Integer Factorization: Dreaded List of Primes
Using a large list of primes with Trial Division algorithm and how to handle the list
Download
Contents
- Background
- Introduction
- First Approach: Plain List of Prime Numbers
- Second Approach: Compress the List of Prime Numbers by Encoding in a Bitfield Array
- Encoding the List of Primes
- Benchmark
- Accelerating IsPrime with the compressed list of primes
- Points of Interest
- Links
- History
Background
This article is part of a set of articles.
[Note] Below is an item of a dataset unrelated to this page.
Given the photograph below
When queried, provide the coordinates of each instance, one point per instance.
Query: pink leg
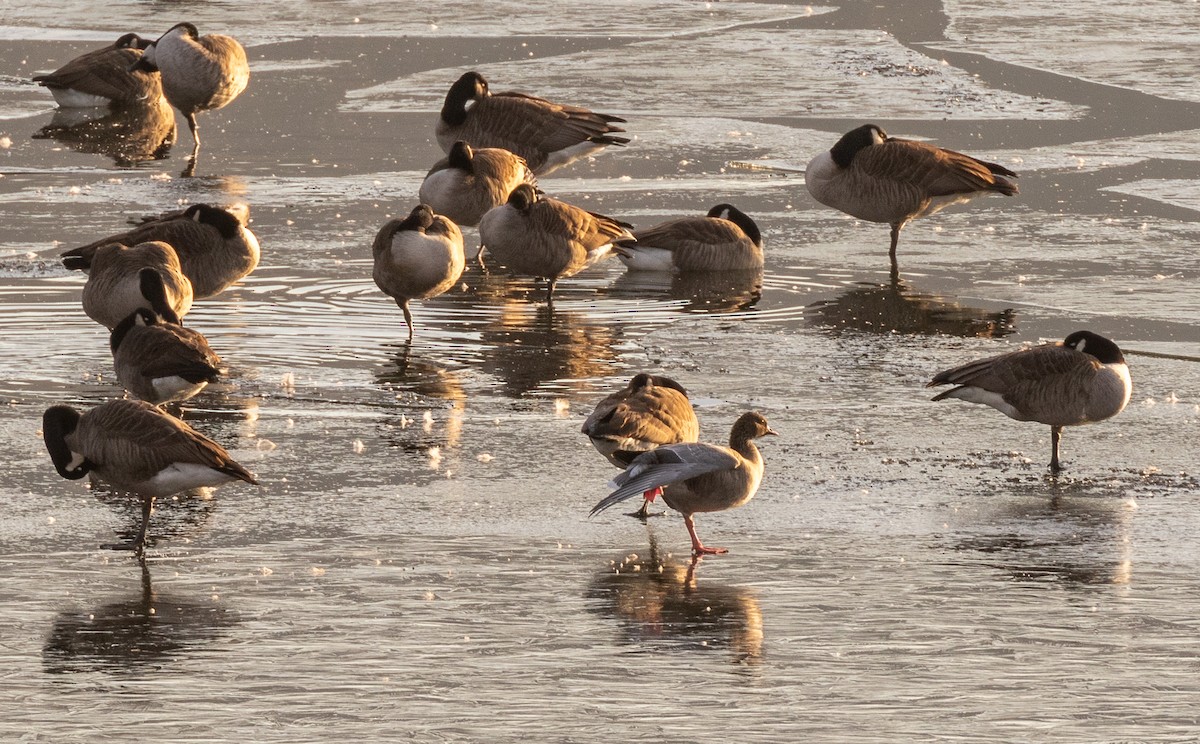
(697, 547)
Each article highlights an aspect around Integer Factorization.
- Integer Factorization: Trial Division Algorithm[^] : focuses on variants of Trial Division algorithm and their respective efficiency.
- Integer Factorization: Dreaded list of primes[^] : focuses on a method to handle a large list of Primes by compression.
- Integer Factorization: Optimizing Small Factors Checking[^] : focuses on a method to check small factors faster than division.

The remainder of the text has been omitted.